The problem was clear before we wrote a single line of code. Students preparing for JAMB, WAEC, and NECO in Nigeria were relying on a combination of printed past questions, unreliable third-party apps, and YouTube videos. Existing CBT platforms were slow, cluttered, and built without any real understanding of how students in Nigeria actually access technology.
The brief we set ourselves
We did not have a client asking us to build this. We identified the problem, believed we could solve it better than what existed, and built it ourselves. The criteria were non-negotiable: it had to work offline, load instantly on budget Android devices, require no account to try, and provide genuine learning value — not just question banks.
That last point was critical. Past question databases are useful, but they teach exam technique rather than understanding. We wanted Examora to actually improve a student’s knowledge, not just their ability to recognise patterns in past papers.

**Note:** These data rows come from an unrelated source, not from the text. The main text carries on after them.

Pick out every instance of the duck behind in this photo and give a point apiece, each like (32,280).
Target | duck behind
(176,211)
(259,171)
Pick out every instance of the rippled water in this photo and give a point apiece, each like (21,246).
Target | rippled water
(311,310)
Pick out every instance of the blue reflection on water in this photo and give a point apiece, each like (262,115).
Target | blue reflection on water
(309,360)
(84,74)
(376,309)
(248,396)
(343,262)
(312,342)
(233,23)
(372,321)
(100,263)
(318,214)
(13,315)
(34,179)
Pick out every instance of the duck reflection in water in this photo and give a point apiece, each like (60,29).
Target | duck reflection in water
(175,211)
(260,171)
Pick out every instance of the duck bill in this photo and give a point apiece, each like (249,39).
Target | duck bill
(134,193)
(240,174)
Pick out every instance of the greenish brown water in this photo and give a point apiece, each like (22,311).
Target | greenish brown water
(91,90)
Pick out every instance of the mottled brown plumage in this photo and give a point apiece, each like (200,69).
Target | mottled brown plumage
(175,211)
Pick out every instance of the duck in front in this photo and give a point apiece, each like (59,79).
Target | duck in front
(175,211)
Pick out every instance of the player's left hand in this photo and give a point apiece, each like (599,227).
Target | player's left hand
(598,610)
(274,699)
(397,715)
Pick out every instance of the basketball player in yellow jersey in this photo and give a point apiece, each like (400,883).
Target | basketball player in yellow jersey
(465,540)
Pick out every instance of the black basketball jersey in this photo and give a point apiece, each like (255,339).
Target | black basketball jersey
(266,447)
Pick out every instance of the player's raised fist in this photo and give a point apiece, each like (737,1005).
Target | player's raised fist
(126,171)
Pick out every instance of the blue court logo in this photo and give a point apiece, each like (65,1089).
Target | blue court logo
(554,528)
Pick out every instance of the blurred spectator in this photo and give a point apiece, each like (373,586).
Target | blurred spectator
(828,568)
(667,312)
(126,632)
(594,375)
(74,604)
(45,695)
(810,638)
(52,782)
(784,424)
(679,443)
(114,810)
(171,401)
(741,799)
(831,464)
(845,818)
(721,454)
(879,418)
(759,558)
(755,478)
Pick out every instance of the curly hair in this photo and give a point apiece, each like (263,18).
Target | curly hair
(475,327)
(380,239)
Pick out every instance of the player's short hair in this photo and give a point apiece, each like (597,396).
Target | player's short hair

The technical decisions that mattered
We built Examora as a Progressive Web App on Firebase, using vanilla JavaScript rather than a heavy framework. This was a deliberate choice: smaller bundle size, faster load times, and easier maintenance. Firebase handled authentication, real-time data sync, and the admin system for adding questions without touching code.
“We wrote over 4,000 questions before launch. Every one was checked, categorised by topic and difficulty, and formatted consistently. The content quality was as important as the engineering.”
The AI component — Nova, our in-app tutor — uses OpenRouter to provide intelligent, contextual explanations when a student gets a question wrong. Rather than just showing the correct answer, Nova explains the underlying concept, gives an analogy, and suggests related topics to review. This transforms a wrong answer from a discouragement into a learning moment.
What we learned from real users
The feedback from students shaped the product significantly. The daily challenge feature was not in the original specification — it came from students asking for a low-pressure daily habit to build momentum. The exam countdown timer, the wrong-answer drill, the leaderboard — all emerged from watching how students actually used the product rather than how we imagined they would.
Examora now covers JAMB, WAEC, NECO, Post-UTME and is expanding to international exams including SAT, IELTS, and GRE. The platform is free to use at the core level, with a premium tier for advanced analytics, unlimited AI explanations, and full mock exams. It has been used by students across Nigeria and beyond.
What this project taught us about building for Africa
Speed is not a performance metric — it is an accessibility issue. Offline capability is not a feature — it is a requirement. And designing for the average user means designing for the actual conditions of the market: lower-end devices, variable connectivity, real financial constraints on data usage. Build for those conditions and you build something that genuinely serves people. Build for ideal conditions and you build something that works in the demo but fails in the field.